LifeLoveLondon: my darling buds of May

10 June 2007

my darling buds of May


These verses celebrate and continually recall a young life. Yet like the youth to whom this sonnet was written by William Shakespeare, all of us will be outlasted by these lines. While we're here, though, what fun we can have!

Sonnet XVIII

Shall I compare thee to a Summer's day?
Thou are more lovely and more temperate:
Rough winds do shake the darling buds of May,
And Summer's lease hath all too short a date:
Sometime too hot the eye of heaven shines,
And often is his gold complexion dimm'd;
And every fair from fair sometime declines,
By chance or nature's changing course untrimm'd:
But thy eternal Summer shall not fade
Nor lose possession of that fair thou ow'st;
Nor shall Death brag thou wander'st in his shade,
When in eternal lines to time thou grow'st:
So long as men can breathe, or eyes can see,
So long lives this, and this gives life to thee.

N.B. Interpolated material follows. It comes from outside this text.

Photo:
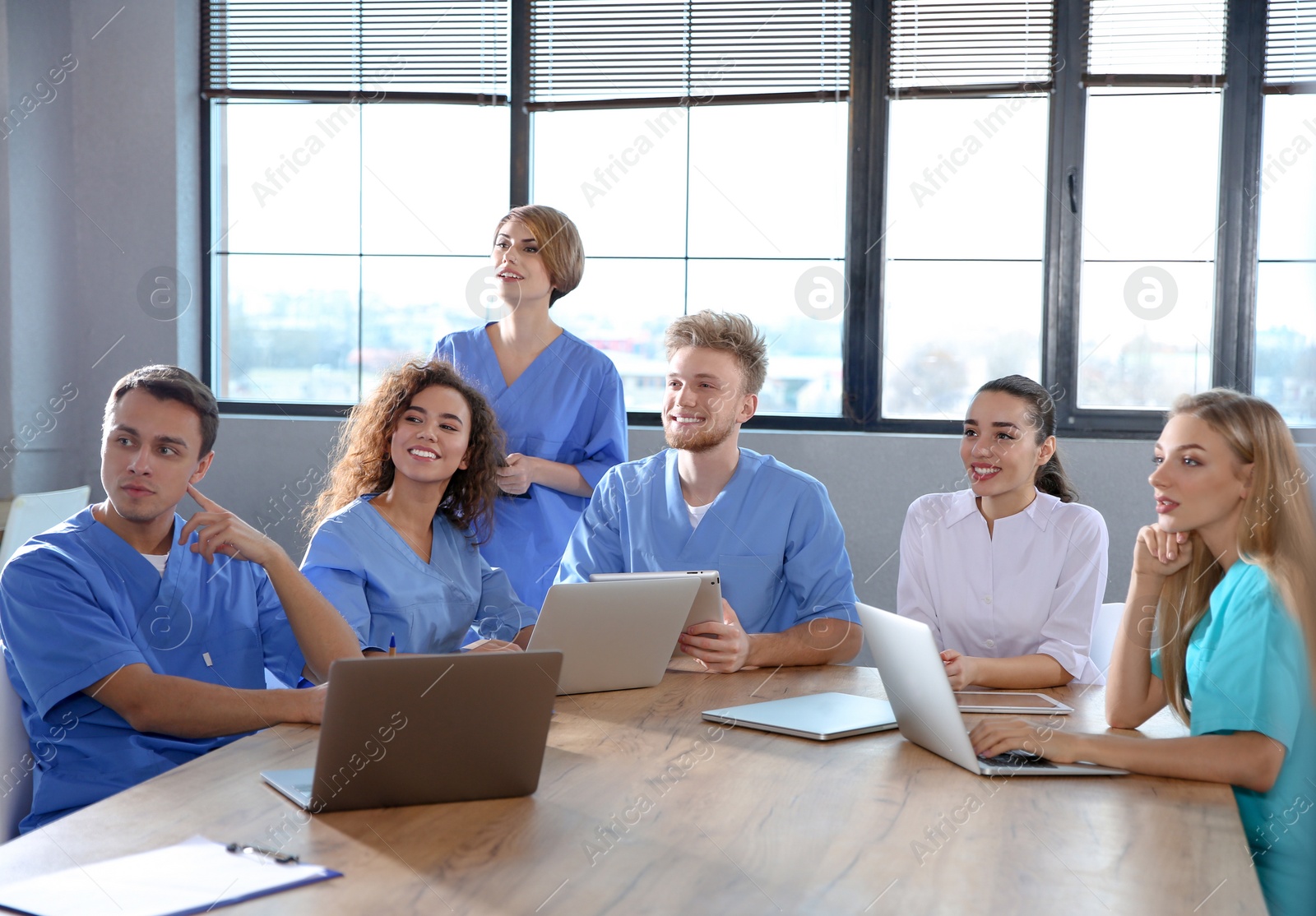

The next 2 pictures include one of Sol's best friends, Reuben, whose Mummy takes Soli home with them after nursery school on Mondays and Thursdays, when I work at Pecan. The boy in the front of the last picture is Reuben's little brother Ezra, with whom Felix gets along very well.





So long as men can breathe, or eyes can see,
So long lives this, and this gives life to thee.

1 Comments:

Anonymous Anonymous said...

What happy boys there are in these pictures--it left me with a smile on my own face.